Ses yeux balayèrent la pièce, cherchant quelque chose à détruire. Son regard tomba sur la table basse. Au centre, parfaitement aligné avec le bord, se trouvait une enveloppe. Son nom était écrit dessus, d'une écriture soignée et élégante qu'il connaissait si bien.
Il s'approcha, les mains tremblantes. Il déchira l'enveloppe et en sortit plusieurs feuilles de papier. C'était un accord de divorce. Tout était là, en noir et blanc. Les clauses, les conditions, la dissolution de leur mariage contractuel. Et à la dernière page, sa signature. Jeanne Dubois. Claire, ferme, sans la moindre hésitation.
Un rire sec et sans joie s'échappa de ses lèvres.
« Un divorce ? Elle pense qu'elle peut divorcer de moi comme ça ? »
Il serra les poings, le papier se froissant dans sa main.

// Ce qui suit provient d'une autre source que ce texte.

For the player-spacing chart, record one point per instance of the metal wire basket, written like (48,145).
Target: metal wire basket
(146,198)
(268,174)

« Je ne l'ai pas signé. Ce n'est pas valide. Ce n'est rien ! »
Dans un accès de fureur, il déchira le document en mille morceaux. Il les jeta en l'air, regardant les confettis de sa vie passée retomber lentement sur le sol. Mais détruire le papier ne changeait rien à la réalité. Elle était partie, et elle l'avait fait selon ses propres termes.

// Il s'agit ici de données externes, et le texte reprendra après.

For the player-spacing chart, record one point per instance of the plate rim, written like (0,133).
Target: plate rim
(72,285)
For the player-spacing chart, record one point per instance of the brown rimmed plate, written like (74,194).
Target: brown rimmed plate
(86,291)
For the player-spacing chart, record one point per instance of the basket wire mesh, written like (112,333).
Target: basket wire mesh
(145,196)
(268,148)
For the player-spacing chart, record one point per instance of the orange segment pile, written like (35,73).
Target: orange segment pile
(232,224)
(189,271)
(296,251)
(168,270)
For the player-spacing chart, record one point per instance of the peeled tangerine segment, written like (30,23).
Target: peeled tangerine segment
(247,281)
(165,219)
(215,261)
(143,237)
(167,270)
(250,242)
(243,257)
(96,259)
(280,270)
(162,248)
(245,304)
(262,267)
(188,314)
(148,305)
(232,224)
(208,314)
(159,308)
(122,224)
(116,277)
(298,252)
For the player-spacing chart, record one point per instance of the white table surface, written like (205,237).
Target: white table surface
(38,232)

Il ramassa son téléphone sur le canapé. Il appela son assistant, sa voix glaciale et tranchante.
« Je veux que tu la retrouves. Utilise tous les moyens nécessaires. Je me fiche de ce que ça coûte. Fais-le. Maintenant. »
Il raccrocha, le silence de l'appartement vide lui pesant sur les épaules. Pour la première fois de sa vie, Antoine Moreau avait perdu quelque chose qu'il croyait lui appartenir pour toujours. Et il allait le récupérer.